The flight to the ISS will be carried out under the two-day scheme, with docking scheduled for 08:31 Moscow time on August 24.
Soyuz-FG rockets becoming history
The Soyuz-2 rocket will replace Soyuz-FG, which has delivered international crews to the ISS since 2002.
Russian space industry switched to a next-generation rocket after Ukrainian partners stopped deliveries of analog control systems installed on Soyuz-FG. As the two countries suspended cooperation in the space industry, Russia was left with a limited number of Soyuz-FG. The last launch of this type of rocket will take place on September 21. Soyuz-2.1a rockets are equipped with Russian-made digital control systems.
The first test launch of a Soyuz-2 rocket took place at the Plesetsk space center in northern Russia on November 8, 2004. The first commercial launch, to put the Europe’s MetOp weather satellite into the orbit, was carried out in 2006.
Robot Fedor’s space mission
Although there will be no humans on board this time, the Soyuz-MS spacecraft will carry Russia’s Skybot F-850 android robot and cargo to the International Space Station (ISS).

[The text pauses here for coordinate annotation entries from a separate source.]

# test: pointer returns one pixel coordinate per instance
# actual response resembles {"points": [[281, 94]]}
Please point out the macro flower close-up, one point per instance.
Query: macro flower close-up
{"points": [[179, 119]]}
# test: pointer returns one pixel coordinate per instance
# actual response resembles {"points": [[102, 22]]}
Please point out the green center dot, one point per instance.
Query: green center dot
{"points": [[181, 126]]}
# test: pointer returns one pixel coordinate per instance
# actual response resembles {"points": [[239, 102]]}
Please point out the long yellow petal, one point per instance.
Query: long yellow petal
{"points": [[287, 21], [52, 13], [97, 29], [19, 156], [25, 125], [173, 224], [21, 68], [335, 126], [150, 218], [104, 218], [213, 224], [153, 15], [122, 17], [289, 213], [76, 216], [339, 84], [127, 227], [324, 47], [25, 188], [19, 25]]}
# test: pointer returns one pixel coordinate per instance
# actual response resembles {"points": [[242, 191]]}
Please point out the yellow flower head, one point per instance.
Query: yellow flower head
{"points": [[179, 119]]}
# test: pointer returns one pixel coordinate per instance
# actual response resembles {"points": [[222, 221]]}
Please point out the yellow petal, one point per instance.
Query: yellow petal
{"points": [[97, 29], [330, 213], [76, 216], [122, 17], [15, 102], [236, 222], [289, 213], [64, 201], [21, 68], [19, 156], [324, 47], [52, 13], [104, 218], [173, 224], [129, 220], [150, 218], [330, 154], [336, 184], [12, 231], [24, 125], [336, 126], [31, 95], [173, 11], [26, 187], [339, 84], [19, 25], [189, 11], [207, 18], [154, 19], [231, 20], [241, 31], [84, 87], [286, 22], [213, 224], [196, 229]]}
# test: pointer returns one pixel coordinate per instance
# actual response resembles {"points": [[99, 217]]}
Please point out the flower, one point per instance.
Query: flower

The Skybot F-850 android robot (previously called FEDOR - Final Experimental Demonstration Object Research) was developed by Android Technology Company and the Advanced Research Fund on a technical assignment from Russia’s Emergencies Ministry. The android robot will join the Russian crew of the International Space Station to continue the tests of "the space-designated anthropomorphous system," Roscosmos Director General Dmitry Rogozin said earlier.
During his two-day flight to the ISS, the robot will take a cosmonaut’s seat, the Director General of the Zvezda Research and Production Enterprise Sergei Pozdnyakov told TASS.

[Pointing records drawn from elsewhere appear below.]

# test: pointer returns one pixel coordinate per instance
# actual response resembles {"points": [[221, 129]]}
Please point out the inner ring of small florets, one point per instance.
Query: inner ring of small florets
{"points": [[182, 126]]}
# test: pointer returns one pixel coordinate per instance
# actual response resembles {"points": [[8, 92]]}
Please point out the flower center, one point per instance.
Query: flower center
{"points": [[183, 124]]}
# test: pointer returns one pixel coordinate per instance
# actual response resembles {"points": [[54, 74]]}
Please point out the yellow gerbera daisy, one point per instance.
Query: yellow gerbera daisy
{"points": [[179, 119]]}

Roscosmos Executive Director for Manned Space Programs Sergei Krikalyov earlier said that no ceremony to greet the robot on board the ISS is planned. ISS crew members treat the robot’s arrival as a routine experiment, he added.

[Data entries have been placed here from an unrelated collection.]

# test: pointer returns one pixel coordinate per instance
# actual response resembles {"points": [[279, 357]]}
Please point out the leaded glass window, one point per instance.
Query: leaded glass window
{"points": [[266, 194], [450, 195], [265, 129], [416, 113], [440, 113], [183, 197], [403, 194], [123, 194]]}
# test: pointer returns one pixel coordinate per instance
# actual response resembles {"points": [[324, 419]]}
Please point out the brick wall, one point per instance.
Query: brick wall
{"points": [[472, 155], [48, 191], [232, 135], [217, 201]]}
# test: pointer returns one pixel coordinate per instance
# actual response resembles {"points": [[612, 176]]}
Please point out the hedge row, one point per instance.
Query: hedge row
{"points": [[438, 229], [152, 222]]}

However, a special message to greet the ISS crew has been uploaded into the robot’s memory, according to Yevgeny Dudorov, the executive director of the robot’s manufacturer Android Technology.
The robot’s space mission will last approximately 17 days.
On board the station, Skybot F-850 will transmit telemetry data and determine parameters related to flight safety, Roscosmos head Dmitry Rogozin said. The robot will also be switched to the ‘avatar’ mode, during which it would mimic the actions of a human controller to perform certain manipulations that can be useful during spacewalks.
According to Yevgeny Dudorov, the executive director of the robot’s manufacturer Android Technology, Skybot F-850 will perform "about five or six scientific tasks."
"Those scientific tasks have been kept secret. Their implementation is scheduled for [August] 28-30," he said.
"As far as autonomous work is concerned, there will be none," Dudorov added.
Meanwhile, the Roscosmos executive director in charge of science, Alexander Bloshenko, said that the robot would try to use human tools during one of those experiments.
"For Skybot F-850 we designed a scenario with typical manipulations to be carried out in the avatar mode. He will try to use screwdrivers, spanners and various electrical connectors - everything that cosmonauts use in their routine work," he said in an interview with Russia’s Rossiiskaya Gazeta government daily. "Fedor’s ISS schedule also includes several interesting tricks, but we will make them public a bit later.".